Enviro-Mich message from anne.woiwode@sfsierra.sierraclub.org

     Enviro-Mich -- Relating to the previous message, here is the Sierra 
     Club's national release regarding the proposed Roads policy on 
     National Forests.  The release raises the enormous problem of illegal 
     off-road use, a major issue on Michigan's three forests.  AW
     March 2, 2000                                                          
     Sean Cosgrove--202/675-2382
     David Willett--202/675-6698
     Roads Created By Off-Road Vehicles Should Also Be Examined
     Washington, DC:   The Sierra Club today applauded Agriculture 
     Secretary Dan Glickman for the proposal for a new forest road 
     management policy for America's National Forests.  The proposed policy 
     would ideally concentrate more efforts on maintaining existing roads 
     in forests and prevent the building of new roads.  
     "We're glad that the Forest Service is finally taking a look at the 
     serious problems with road management in National Forests.

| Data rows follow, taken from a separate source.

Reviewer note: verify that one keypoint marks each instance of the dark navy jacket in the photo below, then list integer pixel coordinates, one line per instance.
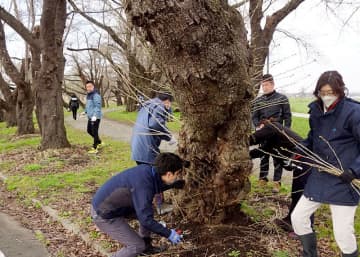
(148, 131)
(273, 105)
(131, 192)
(340, 127)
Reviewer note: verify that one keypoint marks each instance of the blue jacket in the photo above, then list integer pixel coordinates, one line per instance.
(340, 127)
(131, 192)
(148, 131)
(273, 105)
(93, 105)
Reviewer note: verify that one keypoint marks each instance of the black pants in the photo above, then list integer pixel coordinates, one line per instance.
(74, 111)
(264, 164)
(93, 130)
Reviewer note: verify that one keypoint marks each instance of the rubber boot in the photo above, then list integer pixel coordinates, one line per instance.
(308, 242)
(354, 254)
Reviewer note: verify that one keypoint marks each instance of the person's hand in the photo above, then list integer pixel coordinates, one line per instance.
(347, 176)
(178, 184)
(174, 237)
(172, 141)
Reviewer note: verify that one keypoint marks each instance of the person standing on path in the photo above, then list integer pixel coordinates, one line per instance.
(279, 140)
(275, 106)
(74, 105)
(334, 138)
(130, 194)
(93, 111)
(150, 128)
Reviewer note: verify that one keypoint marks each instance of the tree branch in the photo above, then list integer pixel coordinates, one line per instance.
(16, 25)
(239, 4)
(273, 20)
(9, 66)
(108, 29)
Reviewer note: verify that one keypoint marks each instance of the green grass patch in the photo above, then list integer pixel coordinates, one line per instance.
(300, 104)
(8, 143)
(32, 167)
(300, 126)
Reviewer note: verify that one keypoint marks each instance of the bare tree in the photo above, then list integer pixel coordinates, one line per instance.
(46, 47)
(214, 70)
(139, 75)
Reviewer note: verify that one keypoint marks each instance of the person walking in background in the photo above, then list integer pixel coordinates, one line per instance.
(279, 140)
(275, 106)
(129, 194)
(93, 111)
(150, 128)
(74, 105)
(334, 137)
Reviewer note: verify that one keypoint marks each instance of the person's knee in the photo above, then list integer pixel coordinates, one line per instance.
(137, 247)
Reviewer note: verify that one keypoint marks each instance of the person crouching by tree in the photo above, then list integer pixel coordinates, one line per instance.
(130, 194)
(93, 111)
(74, 105)
(278, 140)
(334, 138)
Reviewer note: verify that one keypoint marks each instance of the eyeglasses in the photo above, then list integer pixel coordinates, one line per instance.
(325, 92)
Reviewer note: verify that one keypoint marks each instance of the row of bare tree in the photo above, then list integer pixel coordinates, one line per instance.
(210, 53)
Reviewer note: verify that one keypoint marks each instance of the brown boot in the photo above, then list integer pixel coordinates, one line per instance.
(276, 187)
(262, 182)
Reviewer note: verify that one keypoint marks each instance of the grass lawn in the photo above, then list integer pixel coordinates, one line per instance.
(67, 178)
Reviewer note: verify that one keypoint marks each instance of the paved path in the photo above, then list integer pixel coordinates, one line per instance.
(113, 129)
(122, 132)
(301, 115)
(16, 241)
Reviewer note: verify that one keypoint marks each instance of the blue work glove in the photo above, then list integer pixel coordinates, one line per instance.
(174, 237)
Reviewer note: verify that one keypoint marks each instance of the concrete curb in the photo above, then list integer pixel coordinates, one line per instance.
(67, 224)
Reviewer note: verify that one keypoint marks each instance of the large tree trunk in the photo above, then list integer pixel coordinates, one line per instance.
(49, 103)
(203, 48)
(24, 111)
(10, 116)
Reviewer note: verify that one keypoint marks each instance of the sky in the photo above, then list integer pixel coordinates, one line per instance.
(329, 46)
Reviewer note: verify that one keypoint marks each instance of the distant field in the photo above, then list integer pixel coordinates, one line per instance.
(299, 104)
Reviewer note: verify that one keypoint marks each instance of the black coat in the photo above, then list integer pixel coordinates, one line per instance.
(272, 138)
(273, 105)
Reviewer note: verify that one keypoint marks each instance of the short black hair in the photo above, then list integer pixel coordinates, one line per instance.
(165, 96)
(90, 82)
(267, 77)
(165, 162)
(334, 80)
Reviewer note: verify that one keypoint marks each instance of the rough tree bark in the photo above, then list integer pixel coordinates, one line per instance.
(8, 107)
(24, 98)
(214, 72)
(48, 94)
(202, 46)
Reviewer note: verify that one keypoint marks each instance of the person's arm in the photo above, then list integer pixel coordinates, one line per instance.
(142, 200)
(157, 122)
(355, 129)
(286, 112)
(97, 106)
(262, 134)
(255, 114)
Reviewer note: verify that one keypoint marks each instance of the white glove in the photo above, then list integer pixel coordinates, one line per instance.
(173, 141)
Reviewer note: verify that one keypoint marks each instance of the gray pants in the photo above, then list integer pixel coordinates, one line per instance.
(119, 230)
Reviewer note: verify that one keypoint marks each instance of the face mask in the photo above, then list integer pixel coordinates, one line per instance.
(328, 100)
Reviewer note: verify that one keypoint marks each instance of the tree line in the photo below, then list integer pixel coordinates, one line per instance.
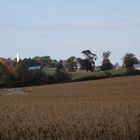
(26, 72)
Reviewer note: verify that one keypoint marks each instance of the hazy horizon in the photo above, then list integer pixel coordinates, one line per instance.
(62, 29)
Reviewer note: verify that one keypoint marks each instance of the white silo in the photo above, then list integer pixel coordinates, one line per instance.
(18, 57)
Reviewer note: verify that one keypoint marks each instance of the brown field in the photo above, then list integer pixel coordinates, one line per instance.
(97, 110)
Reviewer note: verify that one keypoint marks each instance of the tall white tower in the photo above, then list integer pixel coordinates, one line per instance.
(18, 57)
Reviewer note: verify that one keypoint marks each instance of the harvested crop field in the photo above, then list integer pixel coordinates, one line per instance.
(98, 110)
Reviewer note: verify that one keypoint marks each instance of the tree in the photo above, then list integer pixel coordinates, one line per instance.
(26, 77)
(71, 64)
(43, 60)
(129, 60)
(85, 64)
(89, 62)
(106, 64)
(60, 66)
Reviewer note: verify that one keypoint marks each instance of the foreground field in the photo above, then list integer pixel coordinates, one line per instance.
(98, 110)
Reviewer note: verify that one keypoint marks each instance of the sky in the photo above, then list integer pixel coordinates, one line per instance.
(63, 28)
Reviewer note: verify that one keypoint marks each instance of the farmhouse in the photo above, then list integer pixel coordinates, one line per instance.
(137, 66)
(34, 68)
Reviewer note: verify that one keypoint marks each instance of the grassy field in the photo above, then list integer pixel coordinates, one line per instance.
(83, 76)
(106, 109)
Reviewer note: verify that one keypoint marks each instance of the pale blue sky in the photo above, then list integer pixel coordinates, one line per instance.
(63, 28)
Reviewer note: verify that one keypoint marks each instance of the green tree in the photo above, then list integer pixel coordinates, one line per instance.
(71, 64)
(106, 64)
(129, 60)
(89, 61)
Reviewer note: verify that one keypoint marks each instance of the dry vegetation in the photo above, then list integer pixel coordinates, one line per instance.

This is a 
     process that is long overdue," said Sean Cosgrove, Sierra Club's 
     National Forest Policy Specialist.  "It's high time to move past 
     subsidized road construction and logging on the National Forests. The 
     Forest Service should seize this opportunity to get its affairs in 
     order and protect clean water and wildlife habitat at the same time."
     The Forest Service has long been the nation's largest road building 
     agency, but has not managed the existing road system responsibly. Lack 
     of road maintenance has caused roads to fall apart and dump mud and 
     silt into streams. The new policy will set a new and higher standard 
     for the construction of any new roads in the National Forests.  The 
     Forest Service managers will have to prove a "compelling need" and 
     weigh environmental impact before they build any new roads.  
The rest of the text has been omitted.